If we decide to use a particular coin, we are left with the subproblem of making a smaller amount of change using the same set of coins. For example, if we choose to use a dime, we need only make 1¢ using dimes, nickels, and pennies. On the other hand, if we choose not to use a particular coin, we must make the full amount of change with a smaller set of coins. In our example, if we decide not to use a dime, we must make the full 11¢ with only nickels and pennies. If we then use a nickel, we are left with making 6¢ with only nickels and pennies.

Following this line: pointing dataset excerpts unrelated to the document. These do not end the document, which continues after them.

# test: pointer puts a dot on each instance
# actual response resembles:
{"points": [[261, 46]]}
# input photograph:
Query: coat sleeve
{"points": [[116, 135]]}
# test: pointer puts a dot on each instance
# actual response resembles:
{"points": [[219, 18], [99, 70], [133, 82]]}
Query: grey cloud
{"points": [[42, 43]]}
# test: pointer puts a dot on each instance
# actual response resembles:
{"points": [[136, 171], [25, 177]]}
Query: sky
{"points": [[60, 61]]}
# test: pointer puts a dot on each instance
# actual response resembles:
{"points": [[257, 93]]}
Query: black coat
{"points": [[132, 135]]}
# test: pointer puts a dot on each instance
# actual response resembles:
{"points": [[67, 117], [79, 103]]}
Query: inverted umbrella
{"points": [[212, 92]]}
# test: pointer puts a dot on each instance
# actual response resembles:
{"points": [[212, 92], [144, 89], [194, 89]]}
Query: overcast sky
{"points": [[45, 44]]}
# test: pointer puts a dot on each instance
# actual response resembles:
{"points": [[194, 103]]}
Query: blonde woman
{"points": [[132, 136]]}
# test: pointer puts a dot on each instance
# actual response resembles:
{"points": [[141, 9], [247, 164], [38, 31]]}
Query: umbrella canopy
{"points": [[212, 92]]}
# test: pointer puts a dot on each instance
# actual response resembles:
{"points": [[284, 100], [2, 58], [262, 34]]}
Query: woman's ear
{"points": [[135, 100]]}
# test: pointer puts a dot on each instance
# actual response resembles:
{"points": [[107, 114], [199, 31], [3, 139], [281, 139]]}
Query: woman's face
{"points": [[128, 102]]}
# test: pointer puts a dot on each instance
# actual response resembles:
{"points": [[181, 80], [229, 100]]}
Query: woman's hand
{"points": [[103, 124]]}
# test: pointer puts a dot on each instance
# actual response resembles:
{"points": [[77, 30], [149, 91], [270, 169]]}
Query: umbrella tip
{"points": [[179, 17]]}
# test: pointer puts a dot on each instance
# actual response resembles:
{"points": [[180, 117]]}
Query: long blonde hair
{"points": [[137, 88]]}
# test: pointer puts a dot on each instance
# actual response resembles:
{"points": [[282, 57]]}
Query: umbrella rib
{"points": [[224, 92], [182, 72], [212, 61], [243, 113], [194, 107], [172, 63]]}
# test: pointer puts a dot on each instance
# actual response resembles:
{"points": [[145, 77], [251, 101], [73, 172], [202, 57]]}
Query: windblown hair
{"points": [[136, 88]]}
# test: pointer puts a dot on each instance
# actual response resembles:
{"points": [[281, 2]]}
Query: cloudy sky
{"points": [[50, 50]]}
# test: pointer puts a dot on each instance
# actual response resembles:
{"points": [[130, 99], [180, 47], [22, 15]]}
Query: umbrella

Figure 95 illustrates a decision tree for how to make change. At any point in time, we have a target amount and a set of available coins. We then decide whether to use the largest of our available coins. Either decision leads to a subproblem:

Making a smaller amount of change with the same set of available coins.

Making the same amount of change with a smaller set of available coins.

Thus, we have a recurrence that expresses the solution for a full problem in terms of two subproblems.

We also need to identify base cases that we can solve directly:

If the change amount is zero, there is only one way to do that: use no coins.

If the change amount is negative, there is no way to do that, since we do not have negative coins.

If the change amount is positive but we have no coins available, we cannot make that change.

The following implements the resulting algorithm in code:

```
// EFFECTS: Returns the number of ways to make amount in change
// using only the coin denominations in kinds.
int count_change(int amount, const int kinds[], int num_kinds) {
if (amount == 0) {
// one way to make nothing: use no coins
return 1;
} else if (amount < 0 || num_kinds < 1) {
// cannot make negative amount, or anything with no coins
return 0;
} else {
return
// use the largest coin, reducing the amount of change to make
count_change(amount - kinds[num_kinds - 1], kinds, num_kinds) +
// don't use the largest coin, reducing the available coins
count_change(amount, kinds, num_kinds - 1);
}
}
```

This tree-recursive implementation is very inefficient, repeating the
same computations many times. Techniques such as *memoization* and
*dynamic programming* can drastically improve the efficiency, but they
are beyond the scope of this course. (With such a technique in place,
the result is 292 for the number of ways to make change for a dollar.)